Quickly after the broadcast, at the PBS NewsHour page streaming the episode, scores of viewers left comments harshly critical of the segment's journalistic integrity and alleged lack of scientific sophistication. On 28 December 2016, the segment was removed from the "Full Program" streaming page with the explanation, "NOTE: The story about a Greek inventor and clean energy has been removed temporarily while it is being further reviewed by our staff." A full transcript and full streaming segment could still be found elsewhere on the Web.

At the end of the 28 December 2016 episode, Sreenivasan made a statement on the situation, saying, "the NewsHour acknowledges that our reporting of this segment should have been more skeptical….We are examining each step in our process, and we apologize to our audience for the lapses in this report." Further controversy ensued as some commenters accused NewsHour of "censoring" the segment and practicing "blackout tactics" to squelch "divergent science." PBS Ombudsman Michael Getler in a blog titled "How Do You Say 'Oy Vey' in Greek?" said the incident was "painful to describe," and that "what happened last night will undoubtedly provide fodder for those who use the term 'fake news' these days to tarnish a news program that does not engage in such things." Malcolm Brabant has not commented on his role in the story and has neither defended nor disavowed its journalistic integrity.
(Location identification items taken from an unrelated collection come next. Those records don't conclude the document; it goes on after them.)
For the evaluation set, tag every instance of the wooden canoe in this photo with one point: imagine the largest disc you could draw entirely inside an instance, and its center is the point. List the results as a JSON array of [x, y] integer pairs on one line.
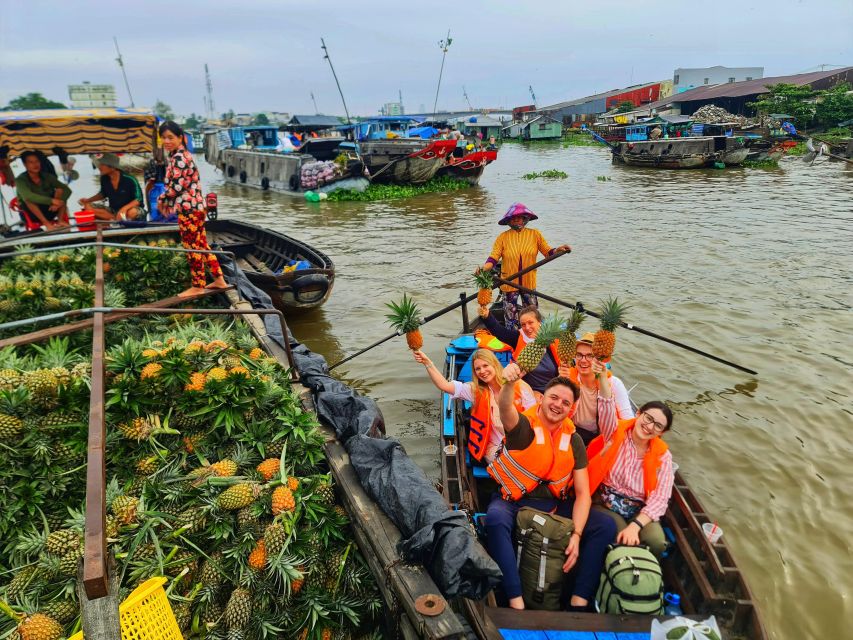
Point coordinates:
[[705, 575], [261, 253]]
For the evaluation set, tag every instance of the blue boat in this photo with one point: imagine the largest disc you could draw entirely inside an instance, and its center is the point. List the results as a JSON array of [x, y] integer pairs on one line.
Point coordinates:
[[704, 574]]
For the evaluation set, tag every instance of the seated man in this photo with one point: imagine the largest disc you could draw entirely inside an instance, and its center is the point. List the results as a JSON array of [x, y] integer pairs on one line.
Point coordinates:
[[541, 462], [41, 193], [121, 191]]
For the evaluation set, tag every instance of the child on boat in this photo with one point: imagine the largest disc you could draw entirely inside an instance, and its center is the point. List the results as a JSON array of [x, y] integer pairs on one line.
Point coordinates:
[[487, 432]]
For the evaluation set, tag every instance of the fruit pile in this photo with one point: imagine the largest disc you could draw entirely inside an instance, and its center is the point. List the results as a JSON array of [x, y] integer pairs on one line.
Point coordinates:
[[216, 479], [33, 285]]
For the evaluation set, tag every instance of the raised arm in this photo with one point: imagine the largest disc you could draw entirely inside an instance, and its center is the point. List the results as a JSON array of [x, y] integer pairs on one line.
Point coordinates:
[[442, 383]]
==Reaction to yellow fever vaccine==
In 2011, Brabant became seriously ill following a routine inoculation against yellow fever. Asked to report from Ivory Coast by UNICEF, Brabant was administered the yellow fever vaccine Stamaril made by Sanofi Pasteur in April 2011, at the Vaccination Centre East Attica in Pallini, Athens. An adverse reaction led to three psychotic episodes, during which Brabant spent more than three months in the intensive care units of psychiatric hospitals in three countries. He was replaced for a time by the BBC's then-Balkans Correspondent, Mark Lowen, but eventually recovered and resumed his work for PBS.

In 2015 Brabant wrote a book entitled Malcolm is a Little Unwell about his illness and the profound effect it had on his career and family life. The book was made into a documentary film in 2018 and included original footage shot by Brabant and his wife during his psychosis.